Unlike Huckleberry Finn, who can’t stand conventional life, Dell wants nothing so much as to be a normal, regular person living a morally and socially acceptable life. Since even before the robbery, chess and beekeeping have been his solace—chess because it requires intelligence, planning ahead and learning about consequences; beekeeping because bees live an orderly, productive communal life governed by rules. For him the great question becomes how, traumatized and deserted as he is, he can achieve such a life. Like one of Charles Dickens’s abandoned children, he needs the help of a good-hearted stranger to get there, and he needs a survival strategy to keep himself psychologically whole.
For Dell, a large part of that strategy involves listening to the often puzzling advice people give him and interpreting it in a way that will help him. His father is the first of the advice givers. Just before his arrest, he warns Dell that something bad might be coming his way and then tells him, “Some things you have to accept and understand—even if they don’t make sense at first. You have to make them make sense.” He sets a puzzle for Dell, the puzzle of human motivation, of what, for example, can make seemingly normal people carelessly toss away their lives. A piece of the puzzle is always missing, but Dell takes up the challenge and finds strength and solace in trying to make sense of it.

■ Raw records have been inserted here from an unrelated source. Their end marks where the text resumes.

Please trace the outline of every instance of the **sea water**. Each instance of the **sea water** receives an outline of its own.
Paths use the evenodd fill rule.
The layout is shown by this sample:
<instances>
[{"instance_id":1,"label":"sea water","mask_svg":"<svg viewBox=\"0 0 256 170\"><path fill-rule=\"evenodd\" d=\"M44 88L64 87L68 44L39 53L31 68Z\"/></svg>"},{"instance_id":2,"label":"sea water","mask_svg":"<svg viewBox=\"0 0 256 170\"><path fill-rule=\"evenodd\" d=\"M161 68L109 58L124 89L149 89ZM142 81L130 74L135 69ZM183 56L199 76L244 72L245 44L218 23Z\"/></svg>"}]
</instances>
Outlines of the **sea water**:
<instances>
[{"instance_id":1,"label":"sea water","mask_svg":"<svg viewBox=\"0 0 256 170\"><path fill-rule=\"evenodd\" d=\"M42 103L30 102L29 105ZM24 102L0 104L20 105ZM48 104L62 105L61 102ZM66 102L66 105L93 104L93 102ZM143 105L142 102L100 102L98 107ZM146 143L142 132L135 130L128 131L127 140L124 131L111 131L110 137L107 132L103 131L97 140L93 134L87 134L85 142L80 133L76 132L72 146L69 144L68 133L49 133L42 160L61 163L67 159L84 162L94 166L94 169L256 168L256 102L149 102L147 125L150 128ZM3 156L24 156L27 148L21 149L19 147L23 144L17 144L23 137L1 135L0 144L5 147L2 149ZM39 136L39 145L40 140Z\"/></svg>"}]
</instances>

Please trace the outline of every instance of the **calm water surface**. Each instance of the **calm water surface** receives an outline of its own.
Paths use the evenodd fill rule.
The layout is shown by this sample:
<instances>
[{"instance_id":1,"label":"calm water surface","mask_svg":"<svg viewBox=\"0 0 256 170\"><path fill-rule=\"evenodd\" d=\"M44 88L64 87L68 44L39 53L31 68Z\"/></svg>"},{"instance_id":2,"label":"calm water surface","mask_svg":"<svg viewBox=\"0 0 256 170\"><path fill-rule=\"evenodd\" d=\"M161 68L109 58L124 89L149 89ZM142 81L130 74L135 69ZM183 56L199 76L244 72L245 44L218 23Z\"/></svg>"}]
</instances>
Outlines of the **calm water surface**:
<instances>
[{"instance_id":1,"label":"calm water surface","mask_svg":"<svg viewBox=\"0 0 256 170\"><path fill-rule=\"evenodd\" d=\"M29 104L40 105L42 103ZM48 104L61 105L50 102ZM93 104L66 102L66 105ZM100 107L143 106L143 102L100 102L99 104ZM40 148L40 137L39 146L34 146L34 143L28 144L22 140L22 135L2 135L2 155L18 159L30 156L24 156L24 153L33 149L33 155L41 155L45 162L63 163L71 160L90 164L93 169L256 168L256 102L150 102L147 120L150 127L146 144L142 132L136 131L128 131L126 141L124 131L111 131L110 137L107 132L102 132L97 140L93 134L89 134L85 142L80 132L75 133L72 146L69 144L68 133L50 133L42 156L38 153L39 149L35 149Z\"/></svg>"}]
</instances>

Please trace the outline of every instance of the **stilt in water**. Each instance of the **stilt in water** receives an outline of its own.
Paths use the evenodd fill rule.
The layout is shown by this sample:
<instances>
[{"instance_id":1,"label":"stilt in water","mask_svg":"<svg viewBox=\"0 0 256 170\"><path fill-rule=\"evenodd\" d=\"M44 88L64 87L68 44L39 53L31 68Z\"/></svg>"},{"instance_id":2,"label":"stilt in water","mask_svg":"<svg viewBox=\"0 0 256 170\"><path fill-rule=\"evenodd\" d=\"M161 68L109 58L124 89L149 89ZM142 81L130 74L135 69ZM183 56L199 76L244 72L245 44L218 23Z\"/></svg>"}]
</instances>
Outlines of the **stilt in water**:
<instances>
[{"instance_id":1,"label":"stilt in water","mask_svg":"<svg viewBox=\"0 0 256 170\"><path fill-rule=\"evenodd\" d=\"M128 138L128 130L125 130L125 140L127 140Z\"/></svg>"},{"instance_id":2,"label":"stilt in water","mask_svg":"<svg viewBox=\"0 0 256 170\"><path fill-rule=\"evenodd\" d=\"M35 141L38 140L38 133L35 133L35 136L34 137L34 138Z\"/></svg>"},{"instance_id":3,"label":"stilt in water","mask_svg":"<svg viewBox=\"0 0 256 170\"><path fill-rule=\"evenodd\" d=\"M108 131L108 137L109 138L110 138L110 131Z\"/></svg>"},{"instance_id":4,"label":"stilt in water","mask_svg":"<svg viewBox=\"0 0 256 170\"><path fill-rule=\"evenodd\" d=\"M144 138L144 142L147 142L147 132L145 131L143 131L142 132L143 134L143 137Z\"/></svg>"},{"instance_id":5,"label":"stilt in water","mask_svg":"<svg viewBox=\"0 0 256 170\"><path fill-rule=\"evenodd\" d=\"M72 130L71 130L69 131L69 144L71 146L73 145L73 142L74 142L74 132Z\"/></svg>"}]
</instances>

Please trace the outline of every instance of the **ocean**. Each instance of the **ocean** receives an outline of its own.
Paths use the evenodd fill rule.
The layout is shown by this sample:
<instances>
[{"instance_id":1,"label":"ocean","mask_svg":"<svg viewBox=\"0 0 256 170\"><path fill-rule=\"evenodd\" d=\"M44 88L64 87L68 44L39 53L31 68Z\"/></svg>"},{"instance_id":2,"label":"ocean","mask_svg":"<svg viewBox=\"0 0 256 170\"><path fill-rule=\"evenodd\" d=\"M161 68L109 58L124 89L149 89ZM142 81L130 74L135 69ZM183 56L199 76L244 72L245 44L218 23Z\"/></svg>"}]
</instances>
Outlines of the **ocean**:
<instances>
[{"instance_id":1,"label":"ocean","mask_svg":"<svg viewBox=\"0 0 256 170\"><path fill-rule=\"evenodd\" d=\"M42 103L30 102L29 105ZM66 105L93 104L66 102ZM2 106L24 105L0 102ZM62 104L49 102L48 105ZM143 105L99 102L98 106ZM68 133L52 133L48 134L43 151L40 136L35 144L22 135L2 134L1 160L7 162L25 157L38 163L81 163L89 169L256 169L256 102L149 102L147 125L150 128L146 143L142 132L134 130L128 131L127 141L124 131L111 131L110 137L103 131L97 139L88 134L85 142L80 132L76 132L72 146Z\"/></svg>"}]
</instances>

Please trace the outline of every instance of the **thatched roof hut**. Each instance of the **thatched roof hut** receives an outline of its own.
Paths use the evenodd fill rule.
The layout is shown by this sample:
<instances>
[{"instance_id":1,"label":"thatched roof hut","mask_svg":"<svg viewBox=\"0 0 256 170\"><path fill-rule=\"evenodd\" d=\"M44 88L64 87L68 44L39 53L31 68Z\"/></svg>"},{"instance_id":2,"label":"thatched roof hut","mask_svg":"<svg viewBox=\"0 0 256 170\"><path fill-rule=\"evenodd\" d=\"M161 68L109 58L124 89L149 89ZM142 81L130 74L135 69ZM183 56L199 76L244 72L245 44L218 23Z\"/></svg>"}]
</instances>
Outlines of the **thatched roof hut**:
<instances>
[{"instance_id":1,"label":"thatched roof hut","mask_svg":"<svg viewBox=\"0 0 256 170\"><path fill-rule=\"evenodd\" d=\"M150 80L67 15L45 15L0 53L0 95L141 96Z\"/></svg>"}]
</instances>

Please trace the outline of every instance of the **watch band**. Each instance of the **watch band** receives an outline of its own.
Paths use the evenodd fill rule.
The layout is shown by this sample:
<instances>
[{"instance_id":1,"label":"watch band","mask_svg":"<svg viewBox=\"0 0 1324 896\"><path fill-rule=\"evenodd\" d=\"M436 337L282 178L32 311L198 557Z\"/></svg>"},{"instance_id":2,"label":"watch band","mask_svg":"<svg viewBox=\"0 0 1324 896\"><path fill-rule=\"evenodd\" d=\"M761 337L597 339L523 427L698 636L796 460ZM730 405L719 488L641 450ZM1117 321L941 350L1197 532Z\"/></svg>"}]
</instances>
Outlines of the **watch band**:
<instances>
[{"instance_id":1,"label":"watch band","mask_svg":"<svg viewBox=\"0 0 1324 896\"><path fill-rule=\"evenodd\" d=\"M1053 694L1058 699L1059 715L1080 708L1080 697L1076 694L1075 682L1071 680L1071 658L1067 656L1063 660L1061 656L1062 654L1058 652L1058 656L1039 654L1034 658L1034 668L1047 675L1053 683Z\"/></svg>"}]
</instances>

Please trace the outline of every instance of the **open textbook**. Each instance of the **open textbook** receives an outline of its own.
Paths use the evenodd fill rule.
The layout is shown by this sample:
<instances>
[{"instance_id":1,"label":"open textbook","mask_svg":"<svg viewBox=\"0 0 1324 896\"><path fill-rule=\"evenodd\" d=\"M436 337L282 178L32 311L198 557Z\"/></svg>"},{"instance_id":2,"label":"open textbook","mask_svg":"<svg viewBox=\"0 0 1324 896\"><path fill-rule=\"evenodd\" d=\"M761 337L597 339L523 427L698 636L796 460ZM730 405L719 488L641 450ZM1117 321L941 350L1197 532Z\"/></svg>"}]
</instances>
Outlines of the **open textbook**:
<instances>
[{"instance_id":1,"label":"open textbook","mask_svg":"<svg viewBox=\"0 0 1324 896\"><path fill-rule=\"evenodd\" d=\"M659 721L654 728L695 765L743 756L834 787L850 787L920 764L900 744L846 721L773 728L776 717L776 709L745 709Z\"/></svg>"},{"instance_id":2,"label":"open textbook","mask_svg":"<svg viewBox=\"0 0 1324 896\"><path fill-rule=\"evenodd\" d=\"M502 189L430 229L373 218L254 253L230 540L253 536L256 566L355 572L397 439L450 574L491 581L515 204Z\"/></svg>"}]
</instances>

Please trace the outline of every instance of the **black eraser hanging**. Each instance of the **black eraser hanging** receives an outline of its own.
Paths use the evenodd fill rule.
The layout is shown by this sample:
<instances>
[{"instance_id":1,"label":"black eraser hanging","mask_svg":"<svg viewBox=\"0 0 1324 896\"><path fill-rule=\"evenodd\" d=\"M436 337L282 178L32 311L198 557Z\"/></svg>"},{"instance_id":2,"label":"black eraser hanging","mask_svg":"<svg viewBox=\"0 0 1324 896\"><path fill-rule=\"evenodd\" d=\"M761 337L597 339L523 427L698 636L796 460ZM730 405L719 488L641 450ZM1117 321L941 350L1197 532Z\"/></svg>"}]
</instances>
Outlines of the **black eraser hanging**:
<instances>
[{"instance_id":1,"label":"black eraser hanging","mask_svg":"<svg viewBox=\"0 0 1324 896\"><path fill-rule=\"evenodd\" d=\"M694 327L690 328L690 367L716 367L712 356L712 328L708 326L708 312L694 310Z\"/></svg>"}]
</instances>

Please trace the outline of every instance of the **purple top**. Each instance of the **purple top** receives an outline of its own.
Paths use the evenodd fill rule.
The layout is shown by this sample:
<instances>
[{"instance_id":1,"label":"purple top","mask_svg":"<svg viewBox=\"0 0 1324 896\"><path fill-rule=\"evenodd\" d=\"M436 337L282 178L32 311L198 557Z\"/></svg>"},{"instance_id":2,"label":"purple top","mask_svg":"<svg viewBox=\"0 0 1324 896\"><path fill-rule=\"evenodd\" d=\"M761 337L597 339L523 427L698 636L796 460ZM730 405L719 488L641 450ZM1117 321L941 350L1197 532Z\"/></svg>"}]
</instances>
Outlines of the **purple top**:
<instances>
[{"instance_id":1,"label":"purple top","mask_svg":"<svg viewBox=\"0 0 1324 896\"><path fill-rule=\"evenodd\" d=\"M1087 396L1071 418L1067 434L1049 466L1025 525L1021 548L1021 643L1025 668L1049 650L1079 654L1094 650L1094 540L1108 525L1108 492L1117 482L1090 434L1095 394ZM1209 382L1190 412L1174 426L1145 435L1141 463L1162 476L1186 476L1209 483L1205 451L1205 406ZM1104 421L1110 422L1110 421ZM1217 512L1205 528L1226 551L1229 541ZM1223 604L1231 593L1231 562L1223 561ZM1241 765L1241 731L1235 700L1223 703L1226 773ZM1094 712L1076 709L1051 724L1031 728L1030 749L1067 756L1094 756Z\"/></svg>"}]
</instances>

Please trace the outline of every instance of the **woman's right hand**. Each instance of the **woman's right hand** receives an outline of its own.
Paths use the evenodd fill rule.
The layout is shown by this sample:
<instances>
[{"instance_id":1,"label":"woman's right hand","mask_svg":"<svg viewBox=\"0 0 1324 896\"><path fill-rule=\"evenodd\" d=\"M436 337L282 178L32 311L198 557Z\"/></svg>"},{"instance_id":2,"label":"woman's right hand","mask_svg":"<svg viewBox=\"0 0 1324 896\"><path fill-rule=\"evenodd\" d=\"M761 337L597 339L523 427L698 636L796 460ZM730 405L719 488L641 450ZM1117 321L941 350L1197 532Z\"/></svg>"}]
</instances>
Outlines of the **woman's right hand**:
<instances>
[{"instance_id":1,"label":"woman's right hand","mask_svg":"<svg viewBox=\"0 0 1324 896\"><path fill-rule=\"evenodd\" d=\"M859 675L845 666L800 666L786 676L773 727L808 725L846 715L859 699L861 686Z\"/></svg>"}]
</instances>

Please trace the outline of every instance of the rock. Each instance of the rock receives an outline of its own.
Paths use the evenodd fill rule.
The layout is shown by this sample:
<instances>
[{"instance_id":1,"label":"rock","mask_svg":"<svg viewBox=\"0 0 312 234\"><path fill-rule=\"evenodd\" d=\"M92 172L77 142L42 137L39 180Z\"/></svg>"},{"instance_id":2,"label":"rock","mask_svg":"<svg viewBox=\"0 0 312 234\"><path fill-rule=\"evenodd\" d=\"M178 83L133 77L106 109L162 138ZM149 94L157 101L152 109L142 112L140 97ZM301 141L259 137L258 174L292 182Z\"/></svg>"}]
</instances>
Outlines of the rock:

Dell’s education in how dangerous human beings can be to themselves and others continues in Canada, where his quest for a good, orderly life runs into an even greater obstacle. Delivered into the care of Arthur Reminger, a man who lacks the ability to form human connections, Dell tries to follow the advice his mother’s friend gives him: “Don’t spend time thinking old gloomy. . . . Your life’s going be a lot of exciting ways before you’re dead. So just pay attention to the present. Don’t rule parts out, and be sure you’ve always got something you don’t mind losing.”
During the desolate months that follow, the meanings that Dell finds in this ambiguous advice nearly lead him astray but ultimately help him to survive. He pays close attention to Reminger and realizes that there’s something wrong with him, but nevertheless briefly falls under his spell. Many years later, from the safety of a well-lived life, Dell concludes that Reminger was not an enigma, “a figure worth long consideration.” Rather, Reminger’s chief characteristic was an internal absence, which caused him to suffer but which he couldn’t overcome: “Other people were dead to him.”
Though Dell becomes an unwitting accomplice to murder, he manages to escape his circumstances through the help of another advice giver who puts him on the path to resuming his education and the normal life he has tried to preserve for himself despite his close brush with evil. He’s been forced to realize “how close evil is to the normal goings-on that have nothing to do with evil.”
Far more introspective and aware than Huckleberry Finn (he is, after all, writing from the perspective of an old man as well as that of a teenager), Dell knows that he has had a number of selves to choose from, has chosen well and has constructed a meaningful narrative for his life. The novel makes clear that in the face of evil, it is a great achievement to construct a life that connects the things that happen to us into a “whole that preserves the good, even if admittedly good is often not simple to find.” “We try,” Dell says, “All of us. We try.”